2.5 Limitations of rooftop solar for energy burden reduction
Solar alone can only impact the volumetric cost of electricity. As such, in utility territories with high fixed costs or minimum bills, solar will not fully offset electricity bills. Additionally, rooftop solar alone cannot offset energy costs associated with non-electric loads such as natural gas, propane, or fuel oil heating. Figure 7 illustrates that the highest EB across income groups are for households with either propane or fuel oil heating. Moreover, almost all households in the small group of non-LMI solar households whose EB remains above 6% have propane or fuel oil heating.

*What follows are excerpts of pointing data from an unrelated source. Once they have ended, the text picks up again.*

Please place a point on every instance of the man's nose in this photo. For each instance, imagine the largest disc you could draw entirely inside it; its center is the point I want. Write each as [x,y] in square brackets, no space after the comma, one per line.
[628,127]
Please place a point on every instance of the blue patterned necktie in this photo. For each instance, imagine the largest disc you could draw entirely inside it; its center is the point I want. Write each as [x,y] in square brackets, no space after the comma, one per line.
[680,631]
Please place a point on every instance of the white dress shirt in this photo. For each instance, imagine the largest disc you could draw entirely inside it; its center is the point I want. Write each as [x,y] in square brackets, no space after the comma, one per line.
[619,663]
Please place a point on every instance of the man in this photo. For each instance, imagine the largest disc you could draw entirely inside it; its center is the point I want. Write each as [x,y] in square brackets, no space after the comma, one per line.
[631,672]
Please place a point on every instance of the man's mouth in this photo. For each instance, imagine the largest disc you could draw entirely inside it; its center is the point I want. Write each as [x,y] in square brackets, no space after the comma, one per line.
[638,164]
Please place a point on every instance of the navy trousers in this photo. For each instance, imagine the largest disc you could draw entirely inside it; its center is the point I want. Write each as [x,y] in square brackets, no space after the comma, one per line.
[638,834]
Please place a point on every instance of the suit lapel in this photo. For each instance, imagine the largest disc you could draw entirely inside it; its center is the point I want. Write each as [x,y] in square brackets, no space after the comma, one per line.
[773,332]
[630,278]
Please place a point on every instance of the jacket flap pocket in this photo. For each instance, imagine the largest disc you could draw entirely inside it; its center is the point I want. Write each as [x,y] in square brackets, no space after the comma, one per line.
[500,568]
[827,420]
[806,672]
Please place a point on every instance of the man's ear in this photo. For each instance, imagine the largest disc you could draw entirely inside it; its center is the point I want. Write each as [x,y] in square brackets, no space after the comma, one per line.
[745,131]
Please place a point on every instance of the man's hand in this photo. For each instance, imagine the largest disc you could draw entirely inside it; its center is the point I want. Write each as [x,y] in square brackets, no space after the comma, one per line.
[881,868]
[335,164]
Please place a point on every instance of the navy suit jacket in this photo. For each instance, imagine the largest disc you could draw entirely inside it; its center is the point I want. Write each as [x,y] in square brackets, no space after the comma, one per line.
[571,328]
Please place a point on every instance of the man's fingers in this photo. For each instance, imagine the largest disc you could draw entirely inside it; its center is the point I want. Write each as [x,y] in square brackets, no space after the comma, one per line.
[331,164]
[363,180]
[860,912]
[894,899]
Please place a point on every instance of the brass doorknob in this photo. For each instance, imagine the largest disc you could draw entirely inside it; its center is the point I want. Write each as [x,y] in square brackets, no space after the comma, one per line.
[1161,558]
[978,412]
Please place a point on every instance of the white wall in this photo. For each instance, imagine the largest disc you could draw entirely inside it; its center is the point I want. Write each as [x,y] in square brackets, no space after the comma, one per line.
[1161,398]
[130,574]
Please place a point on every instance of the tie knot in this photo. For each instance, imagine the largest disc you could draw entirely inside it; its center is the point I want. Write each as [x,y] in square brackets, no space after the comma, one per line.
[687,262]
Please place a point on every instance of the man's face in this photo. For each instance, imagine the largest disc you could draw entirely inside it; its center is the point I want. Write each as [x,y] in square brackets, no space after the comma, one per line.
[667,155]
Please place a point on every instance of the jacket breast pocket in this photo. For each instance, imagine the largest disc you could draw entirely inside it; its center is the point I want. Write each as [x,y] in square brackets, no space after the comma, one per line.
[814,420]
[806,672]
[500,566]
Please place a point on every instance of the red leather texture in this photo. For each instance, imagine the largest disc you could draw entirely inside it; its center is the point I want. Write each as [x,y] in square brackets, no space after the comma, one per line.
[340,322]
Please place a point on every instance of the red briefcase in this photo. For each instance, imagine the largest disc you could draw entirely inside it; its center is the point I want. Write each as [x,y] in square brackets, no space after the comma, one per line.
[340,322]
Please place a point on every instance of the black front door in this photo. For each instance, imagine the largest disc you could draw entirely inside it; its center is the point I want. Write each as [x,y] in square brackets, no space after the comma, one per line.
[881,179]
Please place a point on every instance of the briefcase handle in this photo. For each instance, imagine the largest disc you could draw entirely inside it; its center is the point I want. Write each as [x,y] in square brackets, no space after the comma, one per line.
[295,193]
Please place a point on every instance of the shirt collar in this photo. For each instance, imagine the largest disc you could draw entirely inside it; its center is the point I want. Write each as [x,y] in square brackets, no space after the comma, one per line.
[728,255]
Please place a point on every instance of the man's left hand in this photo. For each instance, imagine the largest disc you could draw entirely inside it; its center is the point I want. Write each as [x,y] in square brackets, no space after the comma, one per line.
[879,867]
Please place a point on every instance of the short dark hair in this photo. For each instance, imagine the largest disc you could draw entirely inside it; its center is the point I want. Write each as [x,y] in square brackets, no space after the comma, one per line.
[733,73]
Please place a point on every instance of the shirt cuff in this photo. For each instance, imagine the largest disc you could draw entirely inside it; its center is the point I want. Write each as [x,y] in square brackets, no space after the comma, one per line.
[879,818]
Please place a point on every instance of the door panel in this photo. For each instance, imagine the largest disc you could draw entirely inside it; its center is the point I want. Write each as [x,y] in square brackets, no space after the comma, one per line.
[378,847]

Moderate-income solar households with propane heating also maintain a median EB just above 6% and of all low-income adopters with propane and fuel oil heating, 88% and 80%, respectively, maintain an EB greater than 6%.
Since rooftop solar adoption can only reduce EB a limited amount for those with non-electric heating, strategies such as weatherization may be necessary in order to reduce heating energy requirements regardless of fuel type. Alternatively, the electrification of large non-electric loads such as heating would allow for solar to offset those costs, albeit with a larger system. This is an area for further exploration.